Personally I blame Conservative Prime Minister David Cameron for this abysmal mess, but in a larger sense, I also blame the power establishments of all western democracies. I’ve noticed a very disturbing trend in the western countries over the last thirty or so years: leaders who are afraid to lead, to stand up for what they truly believe in, no matter what the cost in votes or loss of power. Cameron decided to hold a referendum on leaving the European Union two years ago, when the Conservatives were sharing power with Nick Clegg’s Liberal Democrats party. Thanks to a hung Parliament from the 2010 general election, Cameron foolishly thought that by throwing some red meat to the Euroskeptic wing of his party via a referendum, he could keep that flank quiet until the next general election, which he again, foolishly, thought would result in yet another hung Parliament and the sharing of power with the Liberal Democrats. Instead, Cameron’s Conservative party won an outright majority in last year’s general election, thus forcing him to live up to his promise to hold a referendum on leaving the European Union.

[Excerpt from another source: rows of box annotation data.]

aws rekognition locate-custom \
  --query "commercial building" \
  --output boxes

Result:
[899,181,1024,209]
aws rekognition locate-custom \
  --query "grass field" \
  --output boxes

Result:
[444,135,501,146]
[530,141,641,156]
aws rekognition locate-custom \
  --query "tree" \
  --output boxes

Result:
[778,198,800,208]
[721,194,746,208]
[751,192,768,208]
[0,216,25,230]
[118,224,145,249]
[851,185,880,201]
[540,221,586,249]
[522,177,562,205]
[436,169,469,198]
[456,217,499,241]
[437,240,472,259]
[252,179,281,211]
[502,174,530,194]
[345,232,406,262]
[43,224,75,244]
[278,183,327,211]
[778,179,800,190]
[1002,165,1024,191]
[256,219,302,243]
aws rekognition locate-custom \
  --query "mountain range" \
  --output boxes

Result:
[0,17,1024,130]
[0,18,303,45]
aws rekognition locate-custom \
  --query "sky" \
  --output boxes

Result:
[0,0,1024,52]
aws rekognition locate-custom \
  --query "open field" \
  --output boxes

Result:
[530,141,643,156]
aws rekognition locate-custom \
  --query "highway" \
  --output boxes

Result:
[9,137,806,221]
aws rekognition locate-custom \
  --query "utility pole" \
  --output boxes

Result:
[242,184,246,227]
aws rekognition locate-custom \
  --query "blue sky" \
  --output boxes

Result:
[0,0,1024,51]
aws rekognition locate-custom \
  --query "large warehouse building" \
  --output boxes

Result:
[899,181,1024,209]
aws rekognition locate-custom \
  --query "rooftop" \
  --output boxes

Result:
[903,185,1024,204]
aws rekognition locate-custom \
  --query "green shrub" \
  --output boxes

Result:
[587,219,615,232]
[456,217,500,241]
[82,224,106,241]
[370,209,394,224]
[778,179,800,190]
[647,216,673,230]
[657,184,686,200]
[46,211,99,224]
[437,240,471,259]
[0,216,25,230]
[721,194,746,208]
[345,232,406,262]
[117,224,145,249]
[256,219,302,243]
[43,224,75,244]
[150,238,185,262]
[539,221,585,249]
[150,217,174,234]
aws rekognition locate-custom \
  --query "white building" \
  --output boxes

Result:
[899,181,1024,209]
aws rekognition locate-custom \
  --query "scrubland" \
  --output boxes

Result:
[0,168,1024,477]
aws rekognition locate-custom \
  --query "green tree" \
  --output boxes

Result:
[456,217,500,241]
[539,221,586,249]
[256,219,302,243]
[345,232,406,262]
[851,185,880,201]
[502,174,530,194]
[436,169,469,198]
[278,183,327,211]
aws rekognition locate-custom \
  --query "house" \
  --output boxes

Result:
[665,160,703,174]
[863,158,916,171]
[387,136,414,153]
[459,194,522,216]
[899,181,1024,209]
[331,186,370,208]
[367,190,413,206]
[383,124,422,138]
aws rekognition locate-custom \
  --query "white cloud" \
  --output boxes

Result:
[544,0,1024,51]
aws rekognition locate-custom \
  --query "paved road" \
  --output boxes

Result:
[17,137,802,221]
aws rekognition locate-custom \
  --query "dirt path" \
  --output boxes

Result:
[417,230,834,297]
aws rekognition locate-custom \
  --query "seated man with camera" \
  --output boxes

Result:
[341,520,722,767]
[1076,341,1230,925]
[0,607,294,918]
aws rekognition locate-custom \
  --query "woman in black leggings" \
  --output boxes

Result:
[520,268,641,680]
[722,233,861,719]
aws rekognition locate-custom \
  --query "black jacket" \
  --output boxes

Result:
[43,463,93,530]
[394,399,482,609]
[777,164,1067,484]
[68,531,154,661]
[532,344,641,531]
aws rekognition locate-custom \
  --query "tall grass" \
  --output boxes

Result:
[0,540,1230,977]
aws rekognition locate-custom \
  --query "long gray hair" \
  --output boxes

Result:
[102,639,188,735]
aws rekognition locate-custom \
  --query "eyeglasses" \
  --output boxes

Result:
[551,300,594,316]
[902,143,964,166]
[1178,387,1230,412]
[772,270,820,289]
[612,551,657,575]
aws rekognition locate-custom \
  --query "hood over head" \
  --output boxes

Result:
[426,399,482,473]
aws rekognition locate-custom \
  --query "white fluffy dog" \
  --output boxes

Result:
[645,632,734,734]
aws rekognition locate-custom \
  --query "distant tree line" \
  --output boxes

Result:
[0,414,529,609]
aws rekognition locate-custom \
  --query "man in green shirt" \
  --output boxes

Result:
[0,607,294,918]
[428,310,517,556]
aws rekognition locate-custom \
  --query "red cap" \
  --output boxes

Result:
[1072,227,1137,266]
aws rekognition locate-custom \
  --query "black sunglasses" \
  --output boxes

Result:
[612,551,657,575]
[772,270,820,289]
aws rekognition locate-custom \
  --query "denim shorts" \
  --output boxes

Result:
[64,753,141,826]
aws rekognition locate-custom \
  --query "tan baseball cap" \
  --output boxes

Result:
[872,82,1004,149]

Incessant polling leading up to the vote pointed to two general sentiments among voters. One was disdain for the wave of immigrants from eastern Europe and Turkey who have been arriving in the UK over the last few years. The British economy has never fully recovered from the 2008 economic collapse, and the daily encounters with foreigners speaking strongly accented Queen’s English has been jarring to those who feel a loss of English identity. Another factor was simple economic anxiety. Andrew Sullivan made an excellent point in his post here on how the greatest challenges to democracy are not during an economic crisis; rather the biggest danger is in the years following the advent of the crisis. The recovery period, like the recovery period after an orgasm  that is the result of an affair (my analogy, not Sullivan’s), makes people nervous and anxious about the future. This is the time when people are ripe for the blandishments of a demagogue, and for the fever dreams of “my country”. We’re seeing it here in the United States with the rise of Trump and his hijacking of the Republican Party.

I’m not sure of what happens next, but one thing I do know for certain. Too much democracy is not a good thing. Elected leaders should be wary of “hearing the people’s voices”, since most people are truly jackasses.